Considering the submissions of Kent Cables, the court directed the Registrar of Trademarks to produce the complete evidence or documentation reviewed by them prior to accepting Kent RO's application for grant of well-known status, leading to its publication under Rule 124(5).

Recent developments at the TMR

The TMR has lately become active in processing the applications filed by several brand owners for declaration of their marks as well-known marks. The backlog had accumulated during the COVID-19 pandemic, but is now being cleared rapidly. In the last three months, several applications have been accepted and published in the Trademark Journal falling in the following two categories: 

  • a) Publication of marks under Rule 124(4) of the Rules, where the Registrar would examine the evidence and assess whether the mark qualifies to be included in the list of well-known marks. Further, upon acceptance and publication of such marks, objections are invited from the public, before their determination as well-known marks; and

  • b) Notification of the marks under Rule 124(5) of the Rules, in which the High Courts of India declared the marks as well-known, and the committee has determined them to be published in the Trademark Journal for inclusion in the list of well-known marks. No objections are invited against such marks from the public.
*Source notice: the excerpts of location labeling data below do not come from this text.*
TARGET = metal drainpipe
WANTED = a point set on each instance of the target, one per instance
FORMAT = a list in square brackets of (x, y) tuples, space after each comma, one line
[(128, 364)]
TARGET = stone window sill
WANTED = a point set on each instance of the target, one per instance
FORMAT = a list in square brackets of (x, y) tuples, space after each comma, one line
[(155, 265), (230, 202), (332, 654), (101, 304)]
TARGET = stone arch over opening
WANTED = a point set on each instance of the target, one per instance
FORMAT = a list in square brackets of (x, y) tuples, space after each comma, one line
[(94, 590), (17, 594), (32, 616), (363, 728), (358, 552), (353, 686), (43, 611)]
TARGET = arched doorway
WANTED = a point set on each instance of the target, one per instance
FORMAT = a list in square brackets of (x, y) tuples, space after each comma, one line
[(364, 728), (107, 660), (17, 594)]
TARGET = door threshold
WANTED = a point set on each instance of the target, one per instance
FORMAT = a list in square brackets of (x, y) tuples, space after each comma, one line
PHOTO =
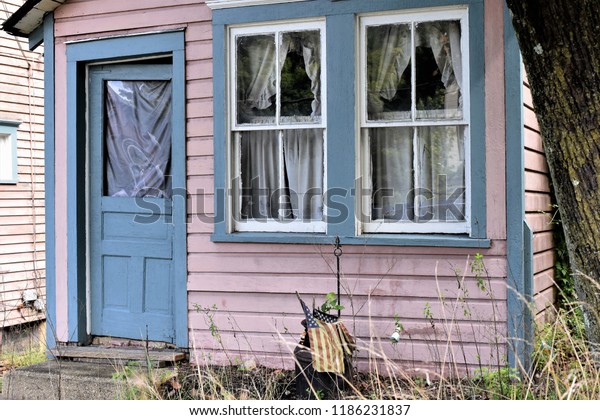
[(156, 357)]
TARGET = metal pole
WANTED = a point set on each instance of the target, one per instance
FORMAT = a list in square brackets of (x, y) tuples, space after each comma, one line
[(338, 252)]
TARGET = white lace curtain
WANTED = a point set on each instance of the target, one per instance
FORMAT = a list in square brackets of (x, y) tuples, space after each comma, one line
[(418, 173), (264, 194), (394, 52)]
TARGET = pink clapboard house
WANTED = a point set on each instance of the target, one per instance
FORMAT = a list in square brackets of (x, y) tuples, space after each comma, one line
[(202, 158)]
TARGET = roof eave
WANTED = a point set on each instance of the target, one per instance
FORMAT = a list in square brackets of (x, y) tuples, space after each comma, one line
[(29, 17)]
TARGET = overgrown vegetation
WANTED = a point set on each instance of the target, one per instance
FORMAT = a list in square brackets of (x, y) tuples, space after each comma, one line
[(562, 365)]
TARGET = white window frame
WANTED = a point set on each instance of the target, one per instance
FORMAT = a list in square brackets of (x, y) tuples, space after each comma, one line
[(8, 152), (364, 222), (234, 202)]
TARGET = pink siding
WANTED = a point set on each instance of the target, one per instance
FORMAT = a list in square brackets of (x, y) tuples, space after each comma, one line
[(252, 285), (539, 212), (22, 228)]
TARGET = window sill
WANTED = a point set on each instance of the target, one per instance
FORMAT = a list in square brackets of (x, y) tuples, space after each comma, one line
[(421, 240)]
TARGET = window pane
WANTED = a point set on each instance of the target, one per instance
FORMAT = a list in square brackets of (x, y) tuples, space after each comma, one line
[(441, 174), (138, 139), (438, 61), (260, 175), (256, 79), (388, 72), (300, 59), (392, 173), (303, 159)]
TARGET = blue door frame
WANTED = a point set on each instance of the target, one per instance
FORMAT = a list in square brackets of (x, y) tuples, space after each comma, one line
[(131, 237), (80, 57)]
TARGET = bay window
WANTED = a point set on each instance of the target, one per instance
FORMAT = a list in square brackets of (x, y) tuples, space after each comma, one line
[(350, 119)]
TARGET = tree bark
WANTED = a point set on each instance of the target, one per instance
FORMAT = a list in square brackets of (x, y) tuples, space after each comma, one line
[(559, 41)]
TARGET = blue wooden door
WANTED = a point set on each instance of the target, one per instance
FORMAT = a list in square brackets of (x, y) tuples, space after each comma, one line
[(130, 201)]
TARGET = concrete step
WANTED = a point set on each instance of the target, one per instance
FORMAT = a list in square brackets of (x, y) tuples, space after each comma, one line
[(62, 380), (120, 355)]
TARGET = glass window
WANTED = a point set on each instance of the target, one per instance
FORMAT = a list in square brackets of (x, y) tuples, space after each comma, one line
[(278, 130), (414, 132)]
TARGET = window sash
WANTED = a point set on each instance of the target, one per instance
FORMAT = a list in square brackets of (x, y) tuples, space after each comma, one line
[(365, 224), (280, 124)]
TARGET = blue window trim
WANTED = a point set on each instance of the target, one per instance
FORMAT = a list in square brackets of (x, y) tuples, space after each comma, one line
[(518, 234), (9, 127), (78, 56), (341, 26)]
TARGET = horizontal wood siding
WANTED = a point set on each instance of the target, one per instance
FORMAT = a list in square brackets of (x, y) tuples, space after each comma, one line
[(241, 296), (22, 230), (539, 212)]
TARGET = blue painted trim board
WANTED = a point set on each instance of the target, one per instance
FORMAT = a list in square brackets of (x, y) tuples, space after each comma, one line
[(342, 129), (49, 180), (517, 321), (79, 54)]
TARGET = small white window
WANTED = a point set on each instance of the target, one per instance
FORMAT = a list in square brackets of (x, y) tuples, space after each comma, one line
[(277, 128), (414, 116), (8, 152)]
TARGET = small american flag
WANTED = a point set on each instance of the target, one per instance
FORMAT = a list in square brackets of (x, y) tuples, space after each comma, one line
[(329, 340)]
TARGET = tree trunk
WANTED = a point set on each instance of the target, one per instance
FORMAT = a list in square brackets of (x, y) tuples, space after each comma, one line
[(559, 41)]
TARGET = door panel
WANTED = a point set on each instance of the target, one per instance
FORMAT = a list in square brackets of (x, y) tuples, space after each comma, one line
[(131, 230)]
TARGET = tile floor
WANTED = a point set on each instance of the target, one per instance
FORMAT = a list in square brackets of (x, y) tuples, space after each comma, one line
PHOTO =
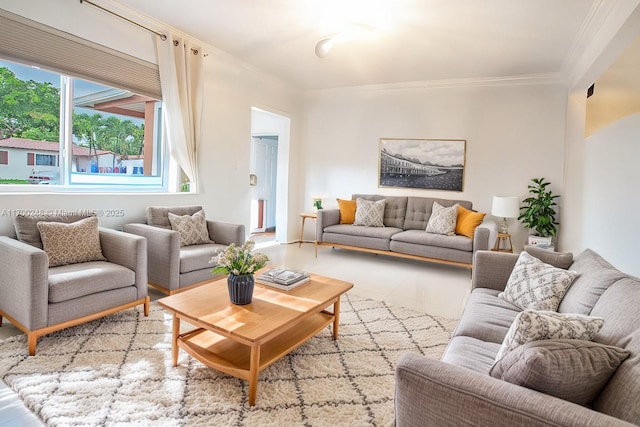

A compilation of such recently published marks can be accessed here.

Final thoughts

As brands jostle to increase their market share, the well-known marks declaration can prove to be an important tool in their armoury. The well-known status not only serves as a constructive notice on third parties adopting a similar mark but also prevents its use by dissimilar goods, claiming such use will dilute the brand reputation.